The research, spearheaded by Ivan Yamshchikov, a professor of AI and robotics at the Technical University of Würzburg-Schweinfurt (THWS) in Germany, put five leading LLMs to the test. The methodology was simple yet effective: the team created user profiles that were identical in every aspect—education, experience, and job role—with the sole difference being the applicant's gender. The models were then prompted to suggest a target salary for a negotiation.

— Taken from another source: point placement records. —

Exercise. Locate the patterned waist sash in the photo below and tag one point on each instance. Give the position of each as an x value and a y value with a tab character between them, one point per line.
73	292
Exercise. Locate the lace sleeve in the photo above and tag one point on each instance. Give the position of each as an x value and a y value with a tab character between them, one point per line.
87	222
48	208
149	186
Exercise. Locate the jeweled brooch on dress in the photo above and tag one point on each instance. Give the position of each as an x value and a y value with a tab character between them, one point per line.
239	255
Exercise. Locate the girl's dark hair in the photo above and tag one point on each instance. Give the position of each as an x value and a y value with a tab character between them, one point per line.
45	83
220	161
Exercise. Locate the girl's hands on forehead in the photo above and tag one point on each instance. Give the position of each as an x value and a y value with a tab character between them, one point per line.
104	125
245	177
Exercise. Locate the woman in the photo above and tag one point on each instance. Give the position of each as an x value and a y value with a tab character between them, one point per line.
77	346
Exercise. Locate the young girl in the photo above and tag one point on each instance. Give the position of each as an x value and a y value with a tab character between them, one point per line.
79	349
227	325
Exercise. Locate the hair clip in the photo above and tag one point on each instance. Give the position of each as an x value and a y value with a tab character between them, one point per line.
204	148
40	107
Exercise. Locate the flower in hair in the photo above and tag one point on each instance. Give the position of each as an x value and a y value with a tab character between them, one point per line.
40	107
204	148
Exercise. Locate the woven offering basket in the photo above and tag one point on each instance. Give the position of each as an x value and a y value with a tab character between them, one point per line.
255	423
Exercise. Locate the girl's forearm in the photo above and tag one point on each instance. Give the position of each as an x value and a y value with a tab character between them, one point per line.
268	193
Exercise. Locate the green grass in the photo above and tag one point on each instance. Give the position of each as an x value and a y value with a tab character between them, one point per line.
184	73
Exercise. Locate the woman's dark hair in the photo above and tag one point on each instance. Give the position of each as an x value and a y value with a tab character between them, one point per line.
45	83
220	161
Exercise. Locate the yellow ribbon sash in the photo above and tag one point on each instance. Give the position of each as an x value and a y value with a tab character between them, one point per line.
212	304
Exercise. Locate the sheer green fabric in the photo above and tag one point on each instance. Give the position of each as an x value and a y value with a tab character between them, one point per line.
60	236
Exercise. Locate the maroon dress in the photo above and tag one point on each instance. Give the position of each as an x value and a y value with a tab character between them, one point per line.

The results were alarming. In one striking example using OpenAI’s ChatGPT, a prompt for a female applicant yielded a significantly lower salary recommendation than the exact same prompt for a male applicant.

ChatGPT response for female applicant Credit: Ivan Yamshchikov.

ChatGPT response for male applicant Credit: Ivan Yamshchikov.

As Yamshchikov noted, “The difference in the prompts is two letters, the difference in the ‘advice’ is $120K a year.” This pay gap was most severe in fields like law and medicine, followed by business and engineering. Only in the social sciences did the AI offer comparable advice. The study also found this gender-based differentiation extended to career choices and goal-setting, all without any disclaimer from the AI about its inherent bias.

A Familiar Pattern of AI Bias

This is not an isolated incident but part of a troubling trend where AI reflects and reinforces systemic inequities. In 2018, Amazon had to abandon a proprietary hiring tool after it was found to consistently downgrade resumes from female candidates. More recently, a clinical AI model was shown to underdiagnose women and Black patients because it was trained on data sets predominantly featuring white men.

The Path Forward for Ethical AI

The researchers from the THWS study contend that merely applying technical fixes is insufficient to address the root of the problem. They advocate for a more robust framework built on clear ethical standards, mandatory independent review processes, and much greater transparency into how these influential models are trained and deployed.

As generative AI becomes a trusted advisor for everything from mental wellness to career development, the stakes are higher than ever. If left unchecked, the very illusion of AI's objectivity could become its most dangerous and damaging feature.